# 4 Multirollencup am 21.3.2015



## Wiederanfänger (9. Januar 2015)

Moin,

Jan Hinz wird am 21.3.2015 wieder einen MultirollenCup veranstalten.

Haltet euch bei Interesse den Termin einfach frei.

Sobald der Ort feststeht, schreibe ich das hier rein.

Alternativ findet ihr unter kong-casting.de bei den Trainingsterminen die Hinweise u.a. auf den MultirollenCup.

Ich hoffe, wir sehen uns da.#h

Gruß.

Wiederanfänger.


----------



## j.Breithardt (9. Januar 2015)

*AW: 4 Multirollencup am 21.3.2015*

Welche 4 Multirollen? #c


----------



## Wiederanfänger (9. Januar 2015)

*AW: 4 Multirollencup am 21.3.2015*

OK Jürgen,

du hats ja Recht.

Es geht um den vierten MultirollenCup.

Was das ist?

Ihr müsst beim Angeln bei einer der beiden zulässigen Angeln,
mindestens eine Angel mit einer Multirolle nutzen.

Alles weitere, wenn die Ausschreibung raus ist.

Ist das verständlicher?  |kopfkrat

Sorry für meinen missverständlichen Beitrag.

Gruß.

Wiederanfänger


----------



## j.Breithardt (9. Januar 2015)

*AW: 4 Multirollencup am 21.3.2015*



Wiederanfänger schrieb:


> OK Jürgen,
> 
> du hats ja Recht.
> 
> ...


 

 Klar ist das verständlicher, aber ich piekse halt mal gerne.:m


----------



## Wiederanfänger (15. Januar 2015)

*AW: 4 Multirollencup am 21.3.2015*

Moin ins Board.

Die Ausschreibung kann unter der vorher genannten Adresse eingesehen werden.

Würde mich freuen, wenn ein paar von euch Lust auf das Werfen/ Angeln mit Multirollen haben.
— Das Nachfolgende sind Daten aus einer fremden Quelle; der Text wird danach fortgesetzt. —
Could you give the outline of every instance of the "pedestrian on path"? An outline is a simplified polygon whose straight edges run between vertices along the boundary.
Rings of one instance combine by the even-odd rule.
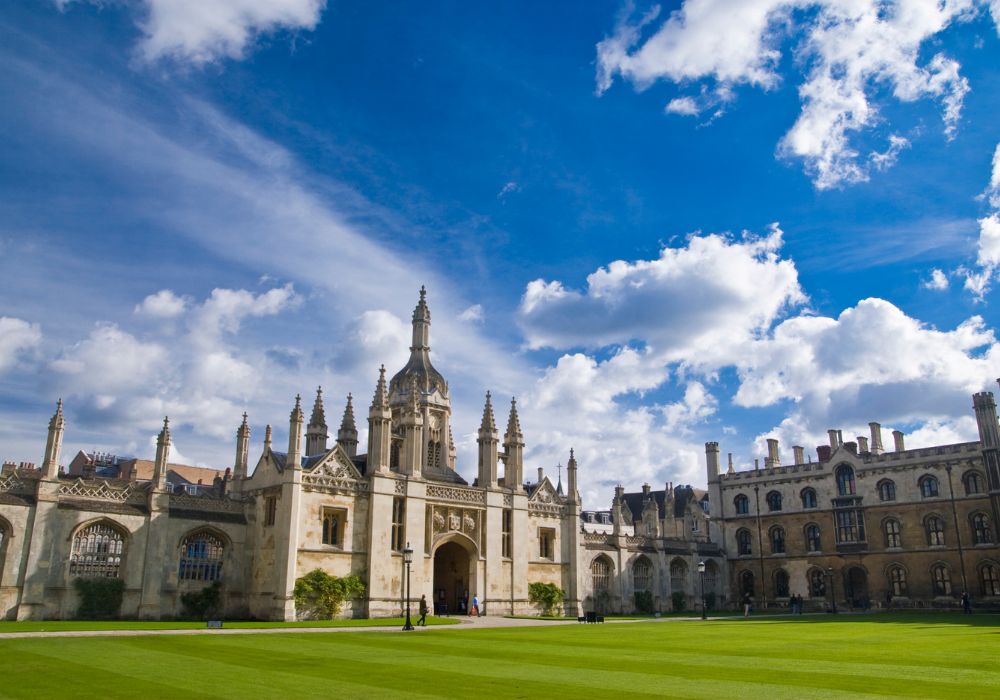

Der Cup wurde ja ins Leben gerufen, um die Multirollen anderen schmackhaft zu machen ( für Jürgen: nein, ihr sollt die nicht essen ).

Bis zum 21.1.2015

Gruß.

Wiederanfänger


----------



## Dorsch_Freak (6. Februar 2015)

*AW: 4 Multirollencup am 21.3.2015*

Je nachdem, wo das ist, würde ich mitmachen! Habe seit einem halben Jahr eine Brandungskombi mit Multi. Halt noch nicht so viel Übung geschweige denn die richtige Technik (Pendulum), bin aber hellauf begeistert! Die zweite Kombi ist nur eine Frage der Zeit, leider bekomme ich dieselbe Rute nur nicht mehr  

Gruß Marcel


----------



## Wiederanfänger (6. Februar 2015)

*AW: 4 Multirollencup am 21.3.2015*

Moin Dorsch_Freak,

da würden sich die Anwesenden freuen, wenn neue Werfer dazu kommen.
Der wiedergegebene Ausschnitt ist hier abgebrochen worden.